LoG bassist John Campbell (the heavy metal Santa Claus!) filled me in on how Blythe is doing and where the band goes from here.
“Randy is doing well as far as I can tell,” Campbell stated. “The case at this point ... we’re waiting to hear from the authorities, what they want to do; proceed to take this to trial or whether they don’t feel like they have enough of a case. It’s completely in the hands of the Czech Republic.”
“I’m not sure completely what’s happening with this, but I was told that the Czech authorities had contacted the US Justice Department years ago about this case. If that’s true, I certainly wish our government would have informed us about what was going on.”
The band wasn’t aware of what was going to happen as they landed in the Czech Republic that day. A lot of Americans were outraged that their own government let one of its own be locked up for over a month without a formal charge, due to the Czech authorities believing Blythe would be a flight risk. There didn’t seem to be a lot of mainstream news coverage about the situation either, except from the loyal, close-knit metal community.
Due to Blythe’s incarceration, there were many cancelled LoG shows. But the band will finally get to do their first proper tour for their latest release, Resolution, in the States on a 38-date run starting October 30 in Phoenix.

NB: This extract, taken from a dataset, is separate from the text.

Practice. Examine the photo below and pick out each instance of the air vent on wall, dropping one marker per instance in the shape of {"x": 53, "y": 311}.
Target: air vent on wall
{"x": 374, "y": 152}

This isn’t the first time this band had to face confrontation. Before the band was changed its name to Lamb Of God, they were known as BURN THE PRIEST (BTP). But the band decided to change their name to Lamb Of God because people labeled them as a Satanic band. Soon after, the band was banned from playing certain venues, ironically protested by religious groups because of their new name, but it actually worked in the band’s favor.
“The fact that we were banned ...” Campbell begins. “It got picked up by the AP news service. So a little blurb went around and that’s when a lot more people heard about Lamb Of God, because we were banned.”
As Burn The Priest, the band was a four-piece instrumental metal band, but getting Blythe really solidified the band’s sound, especially at this point because they finally had an actual vocalist.
“I think we’ve always been an accurate representation of who we were at the time. We were always pushing ourselves really hard. We never tried to be anything but a heavy metal band. It was really about playing heavy, brutal riffs. And at that point in our career ... drinking a whole lot of beer!”
Campbell knew from the beginning of BTP the band’s sound was developing even before the switch over to LoG. But they didn’t always have its distinct sound, some where a long the way, something clicked to where a definite formula started to work.
“The sound was there from the very beginning. But I remember a friend of mine worked in a music store in St. Louis came up to see a show and he asked me to show him how to play the ‘Laid To Rest’ riff (from Ashes of the Wake) because he said every kid who walks into the music store picks up a guitar and plays ‘Laid To Rest.’ At that point, I started to realize that maybe we did have something with substance to it.”
With every LoG album, the band has moved forward. Their sound has developed naturally, but a conscious effort to do better with each album is what the band has tried to achieve.
“To push ourselves and broaden the definition of what it is we do as a band. Everything we do is organic growth from the very beginning. That, and a lot of hard work and quite a bit of luck has been our secret to success and that works on multiple levels.”
“We do what we do and the records we make are the representation of what we are at the time. It would’ve been impossible to make Wrath if we didn’t make the records before it.”
Although LoG didn’t invent the concert ritual the Wall of Death, it has become a staple at its live shows. The crowd up front is separated by sides, then on command, charge each other as they slam and mosh together, usually to the tune of ‘Black Label’ from New American Gospel. It’s quite the sight to behold. I wondered what it looks like from Campbell’s perspective from the stage.
“Frightening! To be completely honest (laughs). I would never take part in such a thing, but the kids love it.”
“I’m into the live performance. I like to check out the crowd beforehand. I warm up before we play and I do my best to generally kick ass playing bass. Playing a whoop-ass show in front of a bunch of people and playing songs that you’re proud of is an incredible feeling. It’s an adrenaline rush and probably a whole bunch of other neurochemicals kicking off from the brain. There’s really nothing better. That’s what drives me.”
With the recent tour finally going to take place, it will surely keep the band busy through 2013. But in light of what just happened to Blyth, the band has no intention of ever playing Prague again anytime soon.
“My personal feelings ...” Campbell concludes. “I’d prefer not to return to the Czech Republic.”